European regulators are promoting a ‘gold standard’ for asset-backed securities 

Key points:

  • US asset-backed securities markets have thrived since the global financial crisis but Europe is struggling
  • Securitisation still has an important role to play
  • Europe has introduced simple, transparent and standardised (STS) labelling bifurcation in market

The global financial crisis (GFC) of 2007-08 started in the US sub-prime asset-backed securities (ABS) markets. Its impact shrunk the global ABS markets considerably and, in some cases, shut them off completely for a while. Today, the environment is different, and even European regulators have undertaken initiatives to stimulate the securitisation markets. But perhaps in contrast to the US, old prejudices still exist in Europe.

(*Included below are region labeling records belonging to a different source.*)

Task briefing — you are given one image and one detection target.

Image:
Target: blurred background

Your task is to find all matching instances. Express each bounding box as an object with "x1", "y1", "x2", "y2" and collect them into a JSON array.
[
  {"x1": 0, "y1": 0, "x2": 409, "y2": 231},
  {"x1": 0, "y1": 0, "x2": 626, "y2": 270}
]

While the GFC started in the US, its ABS markets have grown back considerably. Securitisation is recognised as a key financing tool across several different sectors, says Adam Perez, a senior investment director at Cambridge Associates. The US residential mortgage-backed securities markets (RMBS) markets had been dominated by the US government agencies known as Fannie Mae, Freddie Mac and Ginnie Mae. Fannie Mae and Freddie Mac had to be bailed out by the US government during the GFC to the tune of $187.5bn but they eventually returned $218.7bn, giving a profit to the government. 

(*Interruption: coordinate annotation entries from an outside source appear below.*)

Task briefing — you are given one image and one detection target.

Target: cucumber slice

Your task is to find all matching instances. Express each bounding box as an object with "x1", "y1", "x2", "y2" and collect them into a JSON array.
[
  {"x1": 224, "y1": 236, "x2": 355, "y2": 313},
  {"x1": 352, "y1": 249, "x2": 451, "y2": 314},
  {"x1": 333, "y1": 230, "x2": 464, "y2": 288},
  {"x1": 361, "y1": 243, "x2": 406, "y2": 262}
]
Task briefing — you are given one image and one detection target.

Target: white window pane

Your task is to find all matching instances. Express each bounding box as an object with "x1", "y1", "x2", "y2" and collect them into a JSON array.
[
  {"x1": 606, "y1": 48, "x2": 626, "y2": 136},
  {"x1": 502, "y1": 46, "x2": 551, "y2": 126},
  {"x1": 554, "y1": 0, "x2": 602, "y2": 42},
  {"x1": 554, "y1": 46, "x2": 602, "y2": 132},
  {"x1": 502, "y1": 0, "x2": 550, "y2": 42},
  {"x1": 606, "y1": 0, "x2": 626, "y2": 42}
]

“While for years, the non-agency RMBS in the US was seen as a shrinking ice cube that would eventually disappear, that has turned around and the US has now seen some growth of around 4% a year for the past few years in non-agency RMBS,” says Perez. These loans are not just sub-prime but also include categories such as the self-employed. 

Perez adds: “Former Fed chairman Ben Bernanke had trouble getting a mortgage when he left the Fed because he didn’t have a regular income.” The market is facings structural changes such as the rise of the ‘gig’ economy as well as more stringent regulatory standards requiring ‘pristine’ credits for eligible mortgages post the GFC. 

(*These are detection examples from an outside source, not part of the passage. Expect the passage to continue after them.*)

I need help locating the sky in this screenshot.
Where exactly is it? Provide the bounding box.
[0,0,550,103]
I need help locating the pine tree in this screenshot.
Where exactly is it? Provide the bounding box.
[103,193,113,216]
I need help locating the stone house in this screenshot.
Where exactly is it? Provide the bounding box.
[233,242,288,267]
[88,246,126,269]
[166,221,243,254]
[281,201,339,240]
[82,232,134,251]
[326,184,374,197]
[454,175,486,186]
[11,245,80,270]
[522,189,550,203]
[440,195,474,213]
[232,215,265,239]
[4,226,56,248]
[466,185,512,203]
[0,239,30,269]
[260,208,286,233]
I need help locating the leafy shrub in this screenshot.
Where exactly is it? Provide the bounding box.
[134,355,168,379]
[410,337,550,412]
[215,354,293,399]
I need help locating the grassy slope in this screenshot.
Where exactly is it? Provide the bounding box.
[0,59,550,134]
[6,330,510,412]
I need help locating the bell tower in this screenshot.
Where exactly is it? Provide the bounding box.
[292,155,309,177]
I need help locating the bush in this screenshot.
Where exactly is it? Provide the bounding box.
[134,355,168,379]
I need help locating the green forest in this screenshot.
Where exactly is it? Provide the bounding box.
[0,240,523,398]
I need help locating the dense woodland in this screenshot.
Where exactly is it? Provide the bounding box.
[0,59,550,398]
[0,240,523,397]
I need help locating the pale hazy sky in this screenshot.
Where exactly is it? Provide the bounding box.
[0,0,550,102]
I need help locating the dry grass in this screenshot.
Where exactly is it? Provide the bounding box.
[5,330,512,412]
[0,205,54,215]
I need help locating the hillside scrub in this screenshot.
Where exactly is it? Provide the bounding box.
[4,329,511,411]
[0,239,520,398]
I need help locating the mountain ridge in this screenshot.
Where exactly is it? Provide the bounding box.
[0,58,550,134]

Perez sees that European markets in some ways have grown back remarkably post the GFC, with the European collateralised loan obligation market recording record issuance in 2019. CLOs are accounting for approaching 50% of leveraged loan issuance and are therefore crucial to the development of corporate debt markets in Europe. But, he admits, overall growth has been held back by regulation. 

The regulators, however, have seemed to favour covered bonds over RMBS. One reason for this, says Pritesh Solanki, a portfolio manager at Insight Investment, is that, in contrast to the US, Europe relies 90% on wholesale funding and that figure has increased since quantitative easing (QE) began: “It has made it difficult for regulators to consider securitisation as a core funding tool”. 

Indeed, says Stéphanie Ferrieu, a senior portfolio manager at LFIS ( La Française Investment Solutions): “Today, European ABS is a niche market – a decade after the GFC, the European ABS market has achieved stability but is struggling to achieve the pre-crisis issuance levels. It plays a very marginal role in financing mortgage debt in the euro-zone.”

At least attitudes are different from the years immediately after the GFC when the European ABS market was still being demonised by a punitive regulatory environment with little help from traditional core supporters who had been diverted by alternative sources of funding. 

A key development has clearly been a change in perceptions by regulators. They have realised that the US sub-prime losses were not reflected in the default experience of the European ABS markets. “The US sub-prime and CDO [collateralised debt obligation] losses in the US accounted for 75% of all losses and the loss for the market was only 70bps in aggregate. That market is now non-existent,” says Solanki. 

European regulators, however, took that experience and applied it wholesale to European markets. A good example of this is the Granite structure set up by Northern Rock for non-conforming mortgages which were seen as equivalent to the US sub-prime market. Northern Rock itself went bankrupt during the crisis. “The bonds traded well into single digits at the BBB level and around 50 at AAA, but the whole structure got refinanced at par and all the coupons were paid in full for all investors,” says Solanki. “The whole portfolio was eventually bought by the private equity firm Cerberus”. 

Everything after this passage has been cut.